An equivocal confirmation that the LAMP test amplifies the target sequence is essential when the test is being developed. This is because LAMP yields a range of product sizes that appear as a ladder on agarose gels, unlike in PCR where a characteristic single band size is observed. Furthermore, the test kit should be developed with a focus on reading colour change, to limit post-reaction DNA manipulations. In the present study, amplification of the target sequence was confirmed with specific restriction enzyme digestion using NdeI, melting curves (Fig. 2), and unequivocally through sequence analysis. Since the technique uses six primers, higher specificity and sensitivity were achieved. Real time analysis forms an important component in diagnostic test development, since it allows the monitoring of the test instantaneously. It was possible to monitor the LAMP amplification, obtain the melt curves and cut-off point through monitoring fluorescence of the double-stranded DNA intercalating dye – SYTO-9. To our knowledge this is the first time that SYTO-9 has been used in LAMP studies. The data obtained was reproducible, robust and consistent. The SYTO-9 dye has an advantage over other intercalating dyes in that it has a less inhibitory effect, shows a broader working range of dye concentration and does not selectively bind to amplicons (Monis et al., 2005). This wider working flexibility makes SYTO-9 an effective option in LAMP studies.

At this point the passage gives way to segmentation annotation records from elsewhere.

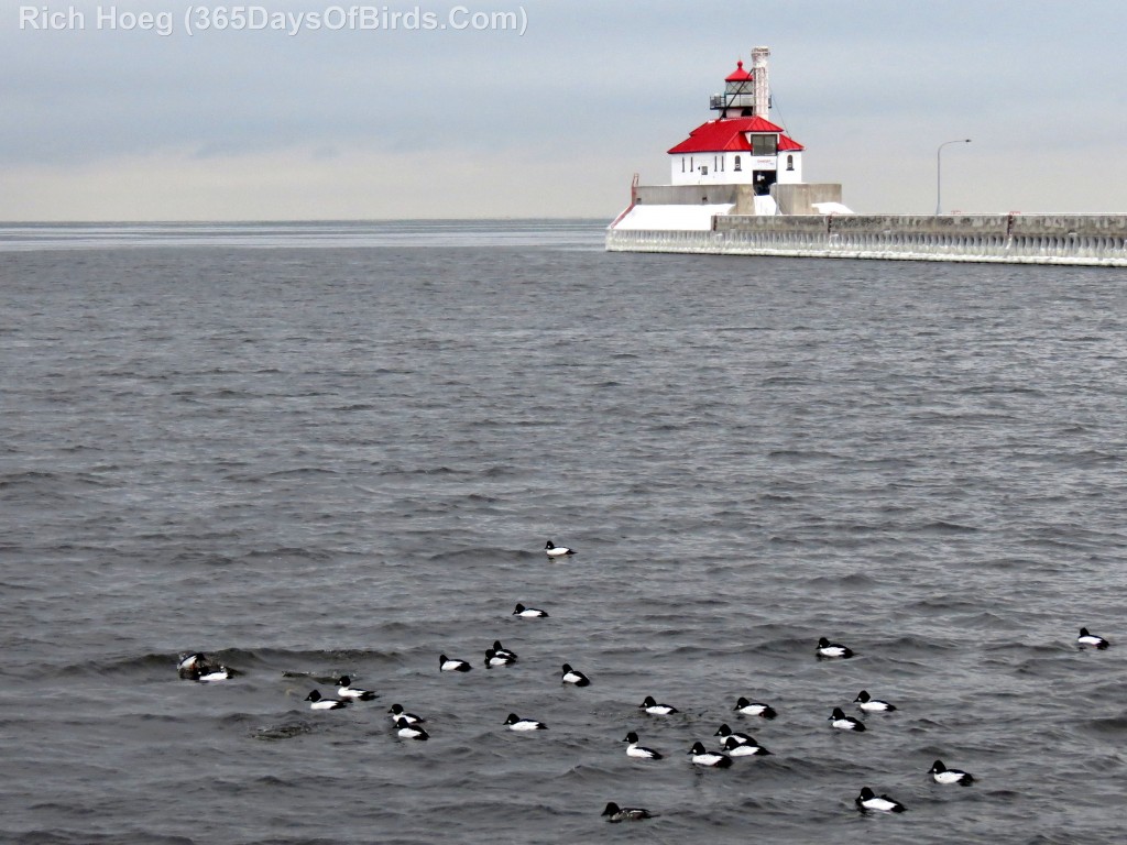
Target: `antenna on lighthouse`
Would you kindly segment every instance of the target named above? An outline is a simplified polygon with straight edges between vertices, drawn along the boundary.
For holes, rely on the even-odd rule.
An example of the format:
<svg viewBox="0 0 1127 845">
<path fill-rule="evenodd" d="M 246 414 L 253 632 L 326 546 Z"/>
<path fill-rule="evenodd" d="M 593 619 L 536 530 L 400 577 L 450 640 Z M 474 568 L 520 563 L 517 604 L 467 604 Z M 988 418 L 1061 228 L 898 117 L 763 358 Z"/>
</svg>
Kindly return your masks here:
<svg viewBox="0 0 1127 845">
<path fill-rule="evenodd" d="M 755 114 L 770 119 L 771 88 L 767 84 L 767 56 L 770 47 L 752 47 L 752 75 L 755 78 Z"/>
</svg>

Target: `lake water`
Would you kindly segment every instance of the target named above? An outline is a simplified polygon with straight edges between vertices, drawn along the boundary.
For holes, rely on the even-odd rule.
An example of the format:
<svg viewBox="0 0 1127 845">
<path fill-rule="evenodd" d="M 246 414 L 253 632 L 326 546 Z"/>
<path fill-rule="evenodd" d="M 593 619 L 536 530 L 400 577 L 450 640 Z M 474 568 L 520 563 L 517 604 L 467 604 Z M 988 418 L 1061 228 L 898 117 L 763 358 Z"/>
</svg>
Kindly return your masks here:
<svg viewBox="0 0 1127 845">
<path fill-rule="evenodd" d="M 1122 842 L 1124 273 L 602 226 L 0 226 L 3 842 Z"/>
</svg>

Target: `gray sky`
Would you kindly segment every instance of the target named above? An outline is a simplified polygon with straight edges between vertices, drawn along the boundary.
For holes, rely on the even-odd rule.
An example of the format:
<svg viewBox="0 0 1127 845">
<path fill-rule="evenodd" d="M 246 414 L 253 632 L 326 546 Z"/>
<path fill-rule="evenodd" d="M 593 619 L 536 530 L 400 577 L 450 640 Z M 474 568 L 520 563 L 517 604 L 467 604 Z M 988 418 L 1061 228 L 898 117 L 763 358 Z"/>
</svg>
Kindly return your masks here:
<svg viewBox="0 0 1127 845">
<path fill-rule="evenodd" d="M 201 32 L 232 6 L 0 0 L 0 220 L 609 219 L 760 44 L 807 180 L 854 211 L 931 213 L 970 137 L 946 211 L 1127 212 L 1121 0 L 245 6 Z M 416 9 L 434 28 L 383 28 Z"/>
</svg>

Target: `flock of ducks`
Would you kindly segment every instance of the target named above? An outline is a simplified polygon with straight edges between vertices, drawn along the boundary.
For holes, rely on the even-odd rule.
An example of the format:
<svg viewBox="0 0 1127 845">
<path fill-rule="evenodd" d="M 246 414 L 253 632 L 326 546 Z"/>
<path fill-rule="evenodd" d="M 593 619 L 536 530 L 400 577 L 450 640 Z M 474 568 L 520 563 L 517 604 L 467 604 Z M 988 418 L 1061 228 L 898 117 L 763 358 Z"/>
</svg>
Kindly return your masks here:
<svg viewBox="0 0 1127 845">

In summary, this study shows that the RIME LAMP test is robust and has great potential as a test that can be deployed easily in endemic countries. The emerging information suggests: (i) that pre-heating of the template prior to its addition into the reaction mixture increases the test sensitivity by 10-fold, (ii) that amplification can easily be achieved using unprocessed template (buffy coat, supernatant and native serum) without inhibition or compromising RIME LAMP sensitivity and (iii) that a normal water bath is sufficient to reproduce results in endemic countries. This study provides direct evidence that addition of loop primers to the RIME LAMP test increased the test sensitivity and efficiency to a new level. It is apparent that a RIME LAMP test is promising as a diagnostic test and may be used as a back up to other tests in active or passive screening for HAT in endemic areas where diagnostic equipment are minimal. Determination and optimisation of protocols for processing the template to make the assay more user-friendly is a crucial next step. The data presented in this study will not only form an excellent comparator for further LAMP studies but will be useful towards development of a HAT test kit.